Between now and “tax day” on April 18, we’re going to see a lot of misinformation about the impact of taxes on people’s lives — like the oft-repeated myth that state tax policies cause great numbers of people to flee one state for another. In reality, people move for lots of reasons, and taxes make almost no difference at all.
A recent CNBC.com article advanced the tax-them-and-they-will-flee canard, noting in part that the top three destinations of people who left California between 2000 and 2008 were Arizona, Nevada, and Texas — which it calls “low-tax states.” But it failed to mention that during the same period, the top destination for people who left Arizona, Nevada, and Texas was … California.
Were they trying to escape those states’ low taxes? Of course not. Mostly, people move because they got a better job, they want to be closer to family, or they need to find more affordable housing. (Housing cost differences from state to state usually dwarf differences in taxes.)
Study after study shows not only that taxes aren’t a significant driver of state-to-state migration, but that when states raise taxes — especially on high-income people, who tax foes claim are the first to move in search of lower marginal rates — they generate major revenue gains to help meet public needs.
Conversely, if states slash taxes in the mistaken belief that that will keep people from moving, public services like education, health care, and infrastructure will suffer. People and businesses alike care about those things, too, when deciding where to locate.

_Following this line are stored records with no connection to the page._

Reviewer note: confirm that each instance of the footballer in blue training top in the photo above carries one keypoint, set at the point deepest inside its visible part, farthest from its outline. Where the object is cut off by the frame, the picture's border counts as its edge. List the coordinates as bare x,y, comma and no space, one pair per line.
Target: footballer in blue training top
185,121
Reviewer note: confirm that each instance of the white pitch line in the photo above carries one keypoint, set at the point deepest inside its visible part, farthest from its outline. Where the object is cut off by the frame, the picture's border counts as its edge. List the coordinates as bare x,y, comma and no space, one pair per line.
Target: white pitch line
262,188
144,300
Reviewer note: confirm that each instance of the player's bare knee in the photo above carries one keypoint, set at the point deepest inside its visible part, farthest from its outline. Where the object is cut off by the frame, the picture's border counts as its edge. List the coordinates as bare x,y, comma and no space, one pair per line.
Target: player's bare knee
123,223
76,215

Because the recession and its aftermath brought an unprecedented collapse in revenues, states face a widening gap between needs and resources. We’ll keep pointing that out when anti-tax advocates use the migration myth to muddle the debate over how states should set and pay for their priorities. As they struggle to meet rising needs, states should act on the basis of real-life considerations, not cherry-picked data and false assertions of cause and effect.